Ahead of the regular adjustment of the Korean index by Morgan Stanley Capital International (MSCI), interest in the new inclusion candidates is growing. Hana Securities noted that if the stock prices of LIG Nex1 and Samyang Foods increase further this month, they could be newly included in the MSCI index.
MSCI adjusts its index components through regular reviews four times a year (in February, May, August, and November). Since global exchange-traded funds (ETFs) follow this index for investment, being newly included positively affects stock prices.
According to Hana Securities on the 3rd, the stocks to be included and excluded in next month's MSCI regular review will be determined based on market capitalization from the 20th to the 31st of this month. Research Institute member Lee Kyung-soo estimated that the market capitalization standard for inclusion in the MSCI index would be approximately 6.69 trillion won.
The stock most closely approaching the market capitalization based on the closing price today is LIG Nex1. The market capitalization of LIG Nex1 is 57.2 trillion won, meaning the stock price needs to rise about 17% in the remaining period to be included in the index.
Samyang Foods is also identified as a candidate for inclusion. Samyang Foods' market capitalization is 55.8 trillion won, falling approximately 20% short of the inclusion standard. It appears that both LIG Nex1 and Samyang Foods will need to set new all-time highs to enter the MSCI index.
HD Hyundai Mipo has a market capitalization of 51.1 trillion won, and its stock price needs to jump 30.9%. This is a level it has not reached since the shipbuilding industry experienced its biggest boom in 2007. Additionally, Doosan, Hanwha Systems, Rainbow Robotics, and LigaChem Biosciences would need their stock prices to increase by about 40-60%. Thus, there are virtually no stocks with a high likelihood of inclusion in the MSCI's February regular review.
However, this Research Institute member evaluated that considering the trend of timing for investing in anticipated MSCI inclusion candidates, it is better to maintain investment in LIG Nex1, Samyang Foods, and HD Hyundai Mipo, even if they are not included in this regular review. He noted, "Even if the stocks fail to get included, if there are no special negative factors, maintaining expectations for inclusion in the May regular review could be a valid strategy."
Conversely, there could be significant removals from the MSCI index centered around petrochemical and secondary battery stocks, which have experienced prolonged underperformance. This Research Institute member explained that Kumho Petrochemical, Lotte Chemical, L&F, Enchem, POSCO DX, and Ecopro are among those likely to be removed.

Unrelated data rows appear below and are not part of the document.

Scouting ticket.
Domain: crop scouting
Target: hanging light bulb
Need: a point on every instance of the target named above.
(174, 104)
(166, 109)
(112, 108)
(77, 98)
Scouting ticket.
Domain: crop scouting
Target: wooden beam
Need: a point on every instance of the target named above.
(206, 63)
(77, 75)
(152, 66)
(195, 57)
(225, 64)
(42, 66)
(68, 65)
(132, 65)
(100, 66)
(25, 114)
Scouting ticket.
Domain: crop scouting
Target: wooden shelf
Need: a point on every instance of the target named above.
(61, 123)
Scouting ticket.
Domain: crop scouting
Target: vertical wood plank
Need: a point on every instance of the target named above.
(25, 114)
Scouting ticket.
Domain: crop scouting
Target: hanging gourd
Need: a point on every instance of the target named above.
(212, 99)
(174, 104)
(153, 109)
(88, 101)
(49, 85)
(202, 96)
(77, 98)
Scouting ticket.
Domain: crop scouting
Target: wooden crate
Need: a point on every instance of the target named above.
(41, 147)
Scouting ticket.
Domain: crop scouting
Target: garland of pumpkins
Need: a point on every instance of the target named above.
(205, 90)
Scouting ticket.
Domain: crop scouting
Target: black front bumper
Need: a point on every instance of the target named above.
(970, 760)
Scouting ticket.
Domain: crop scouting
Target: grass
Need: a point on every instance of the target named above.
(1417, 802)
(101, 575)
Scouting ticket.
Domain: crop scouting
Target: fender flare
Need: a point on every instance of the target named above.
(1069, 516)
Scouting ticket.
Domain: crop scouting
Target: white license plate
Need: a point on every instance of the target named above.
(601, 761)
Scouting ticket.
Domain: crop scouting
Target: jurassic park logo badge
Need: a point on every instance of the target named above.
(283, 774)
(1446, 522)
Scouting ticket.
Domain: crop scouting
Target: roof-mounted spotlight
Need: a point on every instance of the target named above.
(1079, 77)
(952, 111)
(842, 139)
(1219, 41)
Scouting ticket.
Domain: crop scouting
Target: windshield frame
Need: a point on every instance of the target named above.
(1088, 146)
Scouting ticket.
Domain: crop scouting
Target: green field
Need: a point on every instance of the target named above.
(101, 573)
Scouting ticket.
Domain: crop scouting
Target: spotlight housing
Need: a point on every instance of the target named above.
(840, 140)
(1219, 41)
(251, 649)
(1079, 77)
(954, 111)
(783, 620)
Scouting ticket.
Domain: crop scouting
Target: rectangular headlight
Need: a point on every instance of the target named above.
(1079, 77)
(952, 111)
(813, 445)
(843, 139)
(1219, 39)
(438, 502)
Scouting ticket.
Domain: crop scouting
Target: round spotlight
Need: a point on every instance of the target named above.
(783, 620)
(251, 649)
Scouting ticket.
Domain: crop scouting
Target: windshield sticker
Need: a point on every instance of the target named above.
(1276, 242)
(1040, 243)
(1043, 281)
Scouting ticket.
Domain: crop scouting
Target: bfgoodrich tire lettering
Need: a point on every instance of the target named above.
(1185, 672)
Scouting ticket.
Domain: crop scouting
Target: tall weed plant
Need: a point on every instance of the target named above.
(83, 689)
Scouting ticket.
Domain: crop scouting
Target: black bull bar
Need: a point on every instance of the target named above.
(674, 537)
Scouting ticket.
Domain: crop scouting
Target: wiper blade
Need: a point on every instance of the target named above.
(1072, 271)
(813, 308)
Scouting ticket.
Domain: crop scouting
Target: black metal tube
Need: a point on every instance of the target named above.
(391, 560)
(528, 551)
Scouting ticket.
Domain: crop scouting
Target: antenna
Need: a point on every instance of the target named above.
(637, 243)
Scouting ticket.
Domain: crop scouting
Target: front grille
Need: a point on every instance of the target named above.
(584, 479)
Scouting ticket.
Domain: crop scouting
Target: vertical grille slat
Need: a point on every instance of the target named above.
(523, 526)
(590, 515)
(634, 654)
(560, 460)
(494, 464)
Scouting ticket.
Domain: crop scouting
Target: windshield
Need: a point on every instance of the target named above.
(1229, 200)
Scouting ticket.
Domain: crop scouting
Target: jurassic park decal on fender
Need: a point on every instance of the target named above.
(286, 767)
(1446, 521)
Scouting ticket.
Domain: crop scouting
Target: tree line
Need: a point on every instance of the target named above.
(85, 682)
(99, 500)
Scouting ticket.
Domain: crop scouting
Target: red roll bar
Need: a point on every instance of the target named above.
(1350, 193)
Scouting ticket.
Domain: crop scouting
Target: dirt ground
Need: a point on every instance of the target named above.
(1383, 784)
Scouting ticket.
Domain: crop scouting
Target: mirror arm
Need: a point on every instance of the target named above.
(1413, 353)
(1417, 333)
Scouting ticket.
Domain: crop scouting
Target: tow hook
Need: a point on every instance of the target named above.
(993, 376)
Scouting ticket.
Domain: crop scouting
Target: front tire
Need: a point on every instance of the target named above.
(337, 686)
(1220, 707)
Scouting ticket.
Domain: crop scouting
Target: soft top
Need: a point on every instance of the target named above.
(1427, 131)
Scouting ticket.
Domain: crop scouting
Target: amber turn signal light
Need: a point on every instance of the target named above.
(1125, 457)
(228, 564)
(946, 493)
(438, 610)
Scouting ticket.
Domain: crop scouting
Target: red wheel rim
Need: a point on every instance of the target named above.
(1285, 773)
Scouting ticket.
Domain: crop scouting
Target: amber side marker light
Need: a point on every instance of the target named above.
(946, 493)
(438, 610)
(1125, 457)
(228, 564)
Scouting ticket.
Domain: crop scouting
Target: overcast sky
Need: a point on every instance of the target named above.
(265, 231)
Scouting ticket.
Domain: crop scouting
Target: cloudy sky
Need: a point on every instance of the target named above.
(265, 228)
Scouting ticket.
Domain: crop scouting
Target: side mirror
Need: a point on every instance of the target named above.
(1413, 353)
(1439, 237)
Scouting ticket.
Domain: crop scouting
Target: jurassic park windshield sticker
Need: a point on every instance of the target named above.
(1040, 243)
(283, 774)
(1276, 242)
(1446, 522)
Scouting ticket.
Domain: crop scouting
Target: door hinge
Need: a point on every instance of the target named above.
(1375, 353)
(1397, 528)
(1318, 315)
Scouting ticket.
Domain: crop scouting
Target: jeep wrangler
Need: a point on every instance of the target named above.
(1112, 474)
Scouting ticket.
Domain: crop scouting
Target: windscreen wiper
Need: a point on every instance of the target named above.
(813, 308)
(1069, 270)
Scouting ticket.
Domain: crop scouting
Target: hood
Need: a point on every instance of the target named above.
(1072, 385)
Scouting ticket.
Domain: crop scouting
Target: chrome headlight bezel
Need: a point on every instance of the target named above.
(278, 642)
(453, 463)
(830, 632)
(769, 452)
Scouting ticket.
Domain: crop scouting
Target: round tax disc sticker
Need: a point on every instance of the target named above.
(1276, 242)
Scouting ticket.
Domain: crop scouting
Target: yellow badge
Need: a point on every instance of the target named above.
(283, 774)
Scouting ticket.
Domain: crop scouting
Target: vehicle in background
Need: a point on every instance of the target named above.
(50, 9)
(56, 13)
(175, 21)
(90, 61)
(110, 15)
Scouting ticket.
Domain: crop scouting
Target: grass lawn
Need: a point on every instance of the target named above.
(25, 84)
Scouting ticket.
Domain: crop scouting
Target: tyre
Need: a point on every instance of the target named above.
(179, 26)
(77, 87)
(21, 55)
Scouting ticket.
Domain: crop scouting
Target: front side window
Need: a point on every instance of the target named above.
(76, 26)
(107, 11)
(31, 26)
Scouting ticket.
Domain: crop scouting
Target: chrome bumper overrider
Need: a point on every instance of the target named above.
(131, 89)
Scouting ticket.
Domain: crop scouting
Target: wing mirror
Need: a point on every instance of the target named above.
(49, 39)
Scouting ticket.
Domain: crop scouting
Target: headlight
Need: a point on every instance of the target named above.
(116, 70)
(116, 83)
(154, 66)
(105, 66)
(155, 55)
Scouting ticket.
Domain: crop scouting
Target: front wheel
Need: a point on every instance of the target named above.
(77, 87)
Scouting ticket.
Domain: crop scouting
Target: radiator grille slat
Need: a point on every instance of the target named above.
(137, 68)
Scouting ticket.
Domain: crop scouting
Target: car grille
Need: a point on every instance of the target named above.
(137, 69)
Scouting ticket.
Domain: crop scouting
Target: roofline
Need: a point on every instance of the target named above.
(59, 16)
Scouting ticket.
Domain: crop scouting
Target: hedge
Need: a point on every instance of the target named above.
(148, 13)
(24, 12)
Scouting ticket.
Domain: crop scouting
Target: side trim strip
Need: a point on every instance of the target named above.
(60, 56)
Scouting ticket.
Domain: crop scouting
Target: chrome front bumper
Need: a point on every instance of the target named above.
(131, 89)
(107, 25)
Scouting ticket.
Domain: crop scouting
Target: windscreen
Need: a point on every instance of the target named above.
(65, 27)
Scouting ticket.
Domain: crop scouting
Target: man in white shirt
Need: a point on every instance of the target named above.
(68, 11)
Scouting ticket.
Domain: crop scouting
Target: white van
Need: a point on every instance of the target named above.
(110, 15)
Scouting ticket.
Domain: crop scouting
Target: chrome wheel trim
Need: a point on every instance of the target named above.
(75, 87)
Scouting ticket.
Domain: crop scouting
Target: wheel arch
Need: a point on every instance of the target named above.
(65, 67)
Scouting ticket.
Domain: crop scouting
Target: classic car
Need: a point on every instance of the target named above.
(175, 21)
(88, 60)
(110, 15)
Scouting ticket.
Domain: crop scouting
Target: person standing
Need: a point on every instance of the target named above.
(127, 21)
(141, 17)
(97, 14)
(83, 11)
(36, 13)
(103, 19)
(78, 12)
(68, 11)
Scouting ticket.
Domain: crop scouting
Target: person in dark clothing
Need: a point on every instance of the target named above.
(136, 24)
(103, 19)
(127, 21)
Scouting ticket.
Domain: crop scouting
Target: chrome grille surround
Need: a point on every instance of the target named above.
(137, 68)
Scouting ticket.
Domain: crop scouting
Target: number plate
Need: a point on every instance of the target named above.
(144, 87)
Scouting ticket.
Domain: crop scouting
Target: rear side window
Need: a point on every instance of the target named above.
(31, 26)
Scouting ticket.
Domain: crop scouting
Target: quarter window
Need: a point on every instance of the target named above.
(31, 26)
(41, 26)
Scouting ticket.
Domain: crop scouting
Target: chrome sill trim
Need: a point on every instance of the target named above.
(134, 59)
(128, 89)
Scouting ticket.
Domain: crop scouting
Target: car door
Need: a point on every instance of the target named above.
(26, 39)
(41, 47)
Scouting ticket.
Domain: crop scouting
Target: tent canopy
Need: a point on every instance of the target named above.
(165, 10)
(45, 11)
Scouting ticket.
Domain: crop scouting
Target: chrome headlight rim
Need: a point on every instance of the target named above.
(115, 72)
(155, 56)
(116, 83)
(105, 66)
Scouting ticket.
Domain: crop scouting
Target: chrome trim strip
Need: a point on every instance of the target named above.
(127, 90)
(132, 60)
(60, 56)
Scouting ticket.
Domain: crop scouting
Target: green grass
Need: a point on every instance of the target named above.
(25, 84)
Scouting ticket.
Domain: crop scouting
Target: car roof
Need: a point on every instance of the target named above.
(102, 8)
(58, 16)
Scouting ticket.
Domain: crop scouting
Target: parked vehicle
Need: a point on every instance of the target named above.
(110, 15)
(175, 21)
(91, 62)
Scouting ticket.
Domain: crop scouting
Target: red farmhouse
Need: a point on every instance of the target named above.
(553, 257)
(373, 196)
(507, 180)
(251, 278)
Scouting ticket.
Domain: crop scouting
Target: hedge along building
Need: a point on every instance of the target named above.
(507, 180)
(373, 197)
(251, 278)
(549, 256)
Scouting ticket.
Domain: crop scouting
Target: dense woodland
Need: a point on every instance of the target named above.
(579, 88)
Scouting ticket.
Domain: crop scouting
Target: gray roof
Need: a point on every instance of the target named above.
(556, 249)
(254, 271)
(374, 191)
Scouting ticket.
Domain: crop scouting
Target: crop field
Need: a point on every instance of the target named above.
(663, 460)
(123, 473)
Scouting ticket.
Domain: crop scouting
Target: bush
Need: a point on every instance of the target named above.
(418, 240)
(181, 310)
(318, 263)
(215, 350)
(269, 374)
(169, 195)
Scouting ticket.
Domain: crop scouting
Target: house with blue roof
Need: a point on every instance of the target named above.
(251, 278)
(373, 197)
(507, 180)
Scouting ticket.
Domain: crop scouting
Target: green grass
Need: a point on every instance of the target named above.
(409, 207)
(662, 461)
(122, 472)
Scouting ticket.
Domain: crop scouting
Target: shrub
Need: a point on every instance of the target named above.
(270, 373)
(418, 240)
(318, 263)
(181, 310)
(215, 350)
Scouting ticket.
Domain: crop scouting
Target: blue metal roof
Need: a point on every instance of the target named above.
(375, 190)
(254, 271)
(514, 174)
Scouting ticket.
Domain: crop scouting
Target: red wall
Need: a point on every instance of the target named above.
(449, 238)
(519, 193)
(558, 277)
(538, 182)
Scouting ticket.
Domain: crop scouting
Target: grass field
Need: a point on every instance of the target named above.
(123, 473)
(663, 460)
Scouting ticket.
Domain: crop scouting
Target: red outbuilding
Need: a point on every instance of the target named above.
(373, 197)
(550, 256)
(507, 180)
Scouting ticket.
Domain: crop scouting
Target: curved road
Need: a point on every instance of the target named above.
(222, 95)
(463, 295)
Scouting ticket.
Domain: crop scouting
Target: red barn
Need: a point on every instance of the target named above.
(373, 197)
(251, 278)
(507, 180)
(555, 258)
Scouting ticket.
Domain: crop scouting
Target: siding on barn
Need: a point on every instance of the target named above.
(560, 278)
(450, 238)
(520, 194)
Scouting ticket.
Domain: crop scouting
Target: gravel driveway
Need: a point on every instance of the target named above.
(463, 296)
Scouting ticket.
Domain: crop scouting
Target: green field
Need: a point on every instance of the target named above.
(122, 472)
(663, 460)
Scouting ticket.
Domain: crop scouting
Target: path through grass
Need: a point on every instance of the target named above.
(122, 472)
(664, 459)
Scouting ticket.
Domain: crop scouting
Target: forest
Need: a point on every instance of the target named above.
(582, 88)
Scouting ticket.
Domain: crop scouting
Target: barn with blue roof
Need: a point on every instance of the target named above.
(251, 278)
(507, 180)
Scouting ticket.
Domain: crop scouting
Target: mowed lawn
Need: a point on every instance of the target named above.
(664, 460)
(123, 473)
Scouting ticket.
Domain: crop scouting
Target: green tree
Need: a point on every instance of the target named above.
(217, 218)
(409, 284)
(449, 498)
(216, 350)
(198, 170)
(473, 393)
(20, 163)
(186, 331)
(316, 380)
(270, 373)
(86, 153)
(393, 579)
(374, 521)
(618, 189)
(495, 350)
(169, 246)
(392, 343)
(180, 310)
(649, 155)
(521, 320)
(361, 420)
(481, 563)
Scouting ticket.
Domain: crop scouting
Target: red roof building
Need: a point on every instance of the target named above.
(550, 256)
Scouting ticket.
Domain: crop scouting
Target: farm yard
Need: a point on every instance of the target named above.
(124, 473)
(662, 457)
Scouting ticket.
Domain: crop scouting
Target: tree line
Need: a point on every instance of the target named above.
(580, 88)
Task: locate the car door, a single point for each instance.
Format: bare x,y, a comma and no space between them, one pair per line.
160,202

The position of Korean stocks within the MSCI index is gradually decreasing. Last year alone, 10 stocks were removed, leaving the number of Korean stocks in the index at 92. The proportion of South Korea in the MSCI Emerging Markets (EM) index fell below 10%.
The MSCI index is considered one of the most influential stock indices in the world. When included in the MSCI index, funds following the index tend to buy in, positively impacting stock prices and supply-demand aspects. Conversely, removals lead to a withdrawal of passive funds that follow the index.